TL;DR: They all leave you wanting more. Xojo.Data is massively faster, but you’re stuck with new framework data types and a very expensive manual operation if you need pretty printing. JSONItem and JSONItem_MTC trade blows with JSONItem_MTC being significantly faster for generation, but not always faster for parsing.
This is an area of Xojo that could use some attention.
None of these tests were with compiled code, all in the debugger. And unfortunately, the first draft had to be adjusted because I forgot that Windows still defaults to 32-bit, and times were actually better that way. But I had to use the 64-bit Times to be fair.
not to mess with your tests but have you looked at Einhugur & MonkekBread’s plugins. each has a JSON class for parsing json. Supposedly they are both much faster that the built in ones. I have not bench marked them myself.
Thom, if you test compile with 64-bit Aggressive, you should find that JSONItem_MTC is significantly faster than what you posted in your blog. Parsing in my tests runs at about 0.5X the speed of the new framework. To be clear, the new framework stuff is still the fastest, but my code is significantly faster than JSONItem and much closer to the new framework.

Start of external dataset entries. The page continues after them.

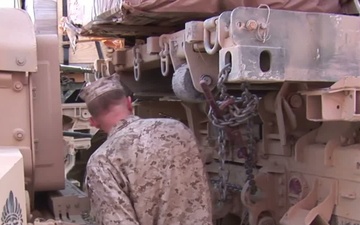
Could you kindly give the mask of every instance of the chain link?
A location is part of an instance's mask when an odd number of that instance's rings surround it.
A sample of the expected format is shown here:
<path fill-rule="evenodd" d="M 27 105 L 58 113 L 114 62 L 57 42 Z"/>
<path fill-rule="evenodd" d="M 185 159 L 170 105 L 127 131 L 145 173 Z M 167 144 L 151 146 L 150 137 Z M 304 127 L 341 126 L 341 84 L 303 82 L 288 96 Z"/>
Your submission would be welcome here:
<path fill-rule="evenodd" d="M 219 189 L 221 193 L 221 201 L 224 201 L 226 199 L 226 193 L 229 188 L 229 171 L 225 169 L 227 138 L 224 132 L 224 128 L 226 127 L 239 129 L 240 125 L 246 124 L 247 148 L 245 169 L 247 181 L 249 181 L 250 184 L 250 193 L 255 194 L 256 192 L 256 184 L 253 175 L 253 168 L 256 166 L 256 148 L 253 133 L 253 118 L 257 116 L 257 106 L 259 103 L 259 99 L 256 95 L 251 94 L 244 84 L 242 85 L 243 92 L 241 96 L 229 95 L 227 92 L 227 88 L 224 85 L 224 82 L 228 79 L 230 70 L 231 65 L 227 64 L 220 71 L 217 83 L 217 88 L 220 93 L 219 98 L 216 100 L 216 104 L 219 108 L 222 109 L 223 116 L 221 118 L 217 117 L 214 109 L 211 107 L 208 113 L 208 117 L 212 124 L 215 127 L 219 128 L 218 155 L 220 157 Z M 241 146 L 236 147 L 240 148 Z"/>
<path fill-rule="evenodd" d="M 210 182 L 211 182 L 214 186 L 219 187 L 219 186 L 220 186 L 221 179 L 212 179 Z M 241 192 L 242 187 L 241 187 L 240 185 L 238 185 L 238 184 L 232 184 L 232 183 L 227 182 L 227 183 L 226 183 L 226 189 L 227 189 L 228 191 Z"/>
<path fill-rule="evenodd" d="M 224 102 L 231 104 L 227 105 L 228 110 L 225 111 L 225 115 L 222 118 L 217 118 L 212 108 L 209 110 L 209 117 L 212 124 L 218 128 L 238 127 L 244 124 L 248 119 L 257 115 L 256 108 L 259 103 L 259 99 L 256 95 L 251 94 L 246 86 L 243 84 L 244 90 L 240 97 L 230 96 L 227 93 L 227 88 L 224 82 L 227 80 L 230 73 L 231 65 L 227 64 L 221 71 L 218 80 L 217 87 L 220 90 L 219 99 L 216 101 L 217 105 L 221 106 Z"/>

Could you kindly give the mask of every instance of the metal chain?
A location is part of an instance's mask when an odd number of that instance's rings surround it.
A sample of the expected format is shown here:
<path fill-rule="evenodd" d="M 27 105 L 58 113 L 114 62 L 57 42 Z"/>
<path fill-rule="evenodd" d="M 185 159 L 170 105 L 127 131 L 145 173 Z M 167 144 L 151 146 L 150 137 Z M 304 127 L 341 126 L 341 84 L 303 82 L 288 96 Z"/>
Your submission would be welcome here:
<path fill-rule="evenodd" d="M 211 179 L 210 182 L 216 186 L 216 187 L 219 187 L 220 185 L 220 182 L 221 182 L 221 179 Z M 241 192 L 242 190 L 242 187 L 238 184 L 232 184 L 232 183 L 229 183 L 227 182 L 226 183 L 226 189 L 228 191 L 233 191 L 233 192 Z"/>
<path fill-rule="evenodd" d="M 256 166 L 256 148 L 255 138 L 253 133 L 253 118 L 257 116 L 257 106 L 259 99 L 256 95 L 251 94 L 245 85 L 242 86 L 243 92 L 241 96 L 235 97 L 227 93 L 227 88 L 224 82 L 227 80 L 231 70 L 231 64 L 225 65 L 220 71 L 217 88 L 220 90 L 219 98 L 216 104 L 222 108 L 223 116 L 218 118 L 214 110 L 210 107 L 208 116 L 210 121 L 215 127 L 220 129 L 218 138 L 219 144 L 219 157 L 220 157 L 220 192 L 221 200 L 226 199 L 226 192 L 228 188 L 229 171 L 226 171 L 226 136 L 224 132 L 225 127 L 237 128 L 242 124 L 247 124 L 247 148 L 246 148 L 246 160 L 245 169 L 247 174 L 247 181 L 250 184 L 250 193 L 255 194 L 256 184 L 253 175 L 253 168 Z M 239 146 L 237 146 L 239 147 Z"/>
<path fill-rule="evenodd" d="M 220 96 L 216 103 L 217 105 L 222 105 L 225 101 L 230 100 L 232 104 L 227 105 L 228 110 L 222 118 L 217 118 L 212 108 L 210 108 L 208 114 L 212 124 L 218 128 L 224 128 L 225 126 L 238 127 L 239 125 L 244 124 L 248 119 L 257 115 L 256 108 L 259 99 L 256 95 L 251 94 L 245 85 L 242 85 L 244 91 L 240 97 L 230 96 L 227 93 L 224 82 L 229 76 L 230 68 L 230 64 L 227 64 L 220 72 L 217 85 L 220 90 Z"/>

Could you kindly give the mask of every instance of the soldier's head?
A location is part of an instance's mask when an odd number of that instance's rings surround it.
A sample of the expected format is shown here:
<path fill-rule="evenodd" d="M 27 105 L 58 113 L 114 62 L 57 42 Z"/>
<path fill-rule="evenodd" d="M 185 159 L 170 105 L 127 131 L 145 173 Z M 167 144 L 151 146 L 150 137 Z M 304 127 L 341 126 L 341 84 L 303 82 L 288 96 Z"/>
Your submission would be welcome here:
<path fill-rule="evenodd" d="M 131 97 L 117 74 L 91 82 L 81 90 L 79 96 L 91 114 L 90 124 L 106 133 L 121 119 L 132 114 Z"/>

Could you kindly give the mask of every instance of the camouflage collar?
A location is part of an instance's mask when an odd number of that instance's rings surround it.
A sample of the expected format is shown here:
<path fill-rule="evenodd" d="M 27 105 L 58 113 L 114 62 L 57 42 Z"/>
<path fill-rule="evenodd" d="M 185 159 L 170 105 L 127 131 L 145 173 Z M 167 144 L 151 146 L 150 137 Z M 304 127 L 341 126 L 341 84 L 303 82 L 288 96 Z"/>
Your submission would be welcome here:
<path fill-rule="evenodd" d="M 135 122 L 139 120 L 140 117 L 135 115 L 130 115 L 126 119 L 120 120 L 109 132 L 108 138 L 113 136 L 116 132 L 120 131 L 121 129 L 124 129 L 127 125 L 129 125 L 132 122 Z"/>

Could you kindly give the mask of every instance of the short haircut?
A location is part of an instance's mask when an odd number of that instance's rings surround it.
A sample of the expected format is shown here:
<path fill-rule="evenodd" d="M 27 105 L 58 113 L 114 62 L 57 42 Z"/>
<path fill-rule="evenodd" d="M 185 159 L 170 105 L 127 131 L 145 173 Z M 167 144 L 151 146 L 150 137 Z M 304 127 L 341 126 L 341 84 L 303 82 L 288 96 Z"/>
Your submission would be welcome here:
<path fill-rule="evenodd" d="M 112 90 L 106 92 L 87 104 L 87 108 L 93 117 L 97 117 L 102 113 L 107 112 L 111 106 L 120 105 L 124 99 L 131 96 L 130 89 L 121 82 L 123 90 Z"/>

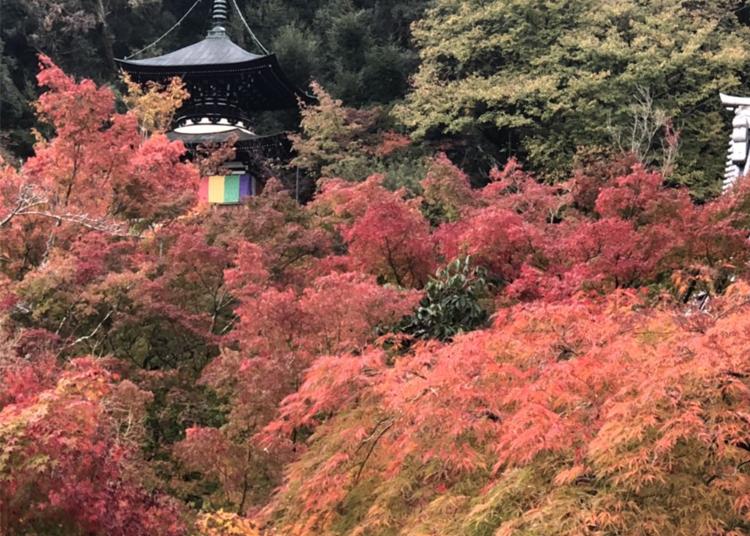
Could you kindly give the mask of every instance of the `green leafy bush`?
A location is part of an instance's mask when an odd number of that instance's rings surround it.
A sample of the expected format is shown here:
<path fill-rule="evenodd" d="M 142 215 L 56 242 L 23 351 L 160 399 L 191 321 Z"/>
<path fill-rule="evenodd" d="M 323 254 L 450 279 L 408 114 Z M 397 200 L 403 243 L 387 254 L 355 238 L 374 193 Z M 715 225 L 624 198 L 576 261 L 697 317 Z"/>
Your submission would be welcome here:
<path fill-rule="evenodd" d="M 486 271 L 461 257 L 441 268 L 424 288 L 425 297 L 399 331 L 420 339 L 452 339 L 462 331 L 487 324 L 489 313 Z"/>

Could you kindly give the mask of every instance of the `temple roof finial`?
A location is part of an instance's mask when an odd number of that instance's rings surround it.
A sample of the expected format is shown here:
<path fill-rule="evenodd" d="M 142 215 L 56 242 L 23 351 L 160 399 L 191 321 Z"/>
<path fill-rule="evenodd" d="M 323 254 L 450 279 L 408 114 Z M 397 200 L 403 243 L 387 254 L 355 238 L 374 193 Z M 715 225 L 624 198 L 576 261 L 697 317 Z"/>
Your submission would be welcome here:
<path fill-rule="evenodd" d="M 213 28 L 208 32 L 208 37 L 226 37 L 227 30 L 224 25 L 227 22 L 226 0 L 214 0 Z"/>

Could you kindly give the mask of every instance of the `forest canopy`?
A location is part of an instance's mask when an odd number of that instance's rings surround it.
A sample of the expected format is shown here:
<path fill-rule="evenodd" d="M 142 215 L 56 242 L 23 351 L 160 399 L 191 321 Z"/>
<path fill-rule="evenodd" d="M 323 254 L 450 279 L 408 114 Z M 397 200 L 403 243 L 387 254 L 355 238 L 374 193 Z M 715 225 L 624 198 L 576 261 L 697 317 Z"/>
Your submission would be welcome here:
<path fill-rule="evenodd" d="M 427 154 L 448 151 L 475 184 L 511 157 L 545 180 L 592 151 L 634 152 L 700 201 L 719 191 L 726 123 L 718 93 L 742 92 L 750 7 L 736 0 L 262 0 L 238 3 L 292 81 L 319 83 Z M 150 45 L 189 6 L 171 0 L 7 0 L 0 139 L 26 157 L 36 54 L 118 85 L 114 58 Z M 148 49 L 202 38 L 210 2 Z M 255 50 L 239 17 L 230 36 Z M 121 87 L 120 87 L 121 89 Z M 679 150 L 675 150 L 678 147 Z M 668 168 L 668 169 L 667 169 Z M 316 179 L 314 177 L 312 180 Z"/>
<path fill-rule="evenodd" d="M 304 202 L 112 69 L 184 2 L 2 7 L 0 535 L 750 533 L 744 4 L 240 5 Z"/>

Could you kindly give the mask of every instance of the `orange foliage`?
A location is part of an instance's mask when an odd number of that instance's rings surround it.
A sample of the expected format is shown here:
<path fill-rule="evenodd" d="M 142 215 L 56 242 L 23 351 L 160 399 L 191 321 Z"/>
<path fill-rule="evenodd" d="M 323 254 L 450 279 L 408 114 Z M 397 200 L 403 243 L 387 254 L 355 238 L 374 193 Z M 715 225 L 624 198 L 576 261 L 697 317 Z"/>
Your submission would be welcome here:
<path fill-rule="evenodd" d="M 335 521 L 345 496 L 321 493 L 323 483 L 356 490 L 367 479 L 382 493 L 404 477 L 411 489 L 442 483 L 442 492 L 422 495 L 430 502 L 467 479 L 501 487 L 524 467 L 542 471 L 539 497 L 499 519 L 498 534 L 682 534 L 696 519 L 743 526 L 750 289 L 733 287 L 711 313 L 643 305 L 631 293 L 519 305 L 485 332 L 424 347 L 394 367 L 377 357 L 319 360 L 280 422 L 339 415 L 310 447 L 333 441 L 340 460 L 292 466 L 280 504 L 300 506 L 287 530 L 325 531 Z M 375 408 L 382 418 L 370 427 L 347 417 Z M 363 452 L 375 437 L 376 453 Z M 376 522 L 368 516 L 360 526 Z M 554 522 L 564 516 L 565 530 Z"/>
<path fill-rule="evenodd" d="M 127 391 L 127 396 L 124 391 Z M 151 394 L 91 359 L 74 361 L 56 385 L 0 411 L 0 529 L 4 534 L 184 533 L 176 508 L 135 479 L 130 425 Z"/>
<path fill-rule="evenodd" d="M 0 172 L 0 533 L 750 531 L 750 183 L 437 155 L 422 197 L 191 211 L 180 144 L 42 63 L 55 135 Z M 481 296 L 418 290 L 456 259 Z M 492 321 L 407 340 L 453 310 Z"/>

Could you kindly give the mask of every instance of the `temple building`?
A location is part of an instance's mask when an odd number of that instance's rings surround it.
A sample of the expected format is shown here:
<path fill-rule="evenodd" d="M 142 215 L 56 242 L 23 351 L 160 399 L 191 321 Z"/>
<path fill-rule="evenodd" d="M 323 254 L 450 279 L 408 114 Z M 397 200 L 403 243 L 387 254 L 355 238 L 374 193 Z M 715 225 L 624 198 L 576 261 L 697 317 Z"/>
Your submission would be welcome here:
<path fill-rule="evenodd" d="M 258 158 L 283 152 L 287 144 L 283 133 L 257 134 L 252 115 L 296 109 L 300 102 L 314 100 L 289 81 L 274 54 L 265 49 L 254 54 L 232 42 L 227 16 L 226 0 L 214 0 L 212 27 L 202 41 L 161 56 L 117 60 L 141 84 L 175 76 L 183 80 L 190 98 L 175 115 L 170 139 L 182 141 L 193 154 L 201 145 L 236 140 L 236 158 L 224 166 L 231 173 L 206 177 L 201 184 L 201 197 L 222 205 L 257 193 L 262 187 L 253 173 Z"/>
<path fill-rule="evenodd" d="M 724 173 L 724 190 L 731 188 L 737 179 L 750 173 L 750 98 L 721 94 L 721 102 L 734 112 L 732 135 L 729 138 L 727 166 Z"/>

Yes. There are lots of objects to serialize. I dont expect I could write a custom markup that I could parse faster, is version control friendly, and human readable. Plus, I can (and do) parse the documents in my PHP-based API, as well as having some PostgreSQL triggers able to act on the document data with relatively little code.
[quote=429746:@Christian Schmitz]Still I would appreciate if you compare with our classes, too.
Just to know for me where I stand with them.[/quote]
Yeah, as mentioned I was originally testing for my own project, but this experiment has grown a little bit, so Ill include MBS in round 2.
I will run the next round in compiled mode, but my original logic is that any performance gained in JSONItem_MTC would also be gained by JSONItem since theyre both Xojo-based. So the overall outcome wouldnt change. But yes, compiling will get us closer to an apples-to-apples comparison so Ill do that.
I missed that in the article. oops. my bad.[quote=429746:@Christian Schmitz]Still I would appreciate if you compare with our classes, too.
Just to know for me where I stand with them.[/quote]
I am curious too. As I use the “classic” framework and the new new new framework. Not any of the xojo.. framework.
The summary is as Kem expected. Performance is way better for JSONItem_MTC, but still can’t keep pace with the plugin-based solutions of Xojo.Data and MBS. Speaking of MBS, it absolutely annihilates the competition in every one of these tests.